A long, long time ago, when dinosaurs roamed the earth and I was a little child, my parents owned a small apartment building in Ballard that they had purchased with another couple from church.
Each evening after working all day, they would run by Dick’s Hamburgers for a take-out dinner, and then take their adorable baby Emily in her playpen to the apartment building where they would do fun after-work activities like painting the walls and stripping the hardwood floors.
My parents were ambitious, but their older business partners from church were even more ambitious … one of them broke his arm falling out of a tree with a chainsaw while trying to trim some wayward branches.
They improved the units as they turned over and raised the rents, in true “William Nickerson” style! (He’s one of the original authors on how to invest in real estate writing back in the ’70s, I think…) They were a textbook example of how to do everything right.
Unfortunately, some law changed and they were going to have to put in a big fire sprinkler system which they didn’t want to fund, so they ended up selling the building, going their separate ways from their broken-armed partners, and pocketing a nice chunk of cash.

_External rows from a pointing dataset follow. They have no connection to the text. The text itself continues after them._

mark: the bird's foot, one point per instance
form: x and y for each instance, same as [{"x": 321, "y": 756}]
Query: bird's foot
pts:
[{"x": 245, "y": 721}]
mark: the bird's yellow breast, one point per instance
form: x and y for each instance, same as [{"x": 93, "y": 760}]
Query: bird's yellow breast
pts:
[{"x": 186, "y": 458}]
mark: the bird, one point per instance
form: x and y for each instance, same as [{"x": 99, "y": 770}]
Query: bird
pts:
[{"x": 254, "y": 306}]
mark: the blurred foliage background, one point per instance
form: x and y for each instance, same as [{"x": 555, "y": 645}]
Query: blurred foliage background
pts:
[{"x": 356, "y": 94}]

So they set about looking for another building to invest in, but it was hard to find something where the numbers would work. In fact, that typical “cash flow real estate” model you read about in books is actually pretty hard to implement here in the Seattle real estate market.
This is more of an “appreciation market” than a “cash flow market.”
You have to be willing to take a loss month to month, while the paper value of your asset goes up, or you have to put down a huge down payment to keep your cash flow in the black.
Hard as my Dad looked, he was not able to find another building to invest in that met his criteria.
In fact, the “bubble” that seemed to be apparent then – four decades ago – has pretty much been in effect my whole life.
Except for those soft few years after the whole real estate market blew up nationwide in 2008, the Seattle market has never had more than a 5% loss in the last 38 years for which I have data.
So no, Victoria, there is no Santa Clause.
And no, discouraged buyers, I don’t see a big market correction coming in which prices are likely to become more affordable.
With prices forecast to go up for the rest of the year, and interest rates also forecast to go up for the rest of the year, we can really only hope that your income goes up at a relatively faster pace if you want to increase your buying power.
The Seattle Real Estate Bubble seems here to stay.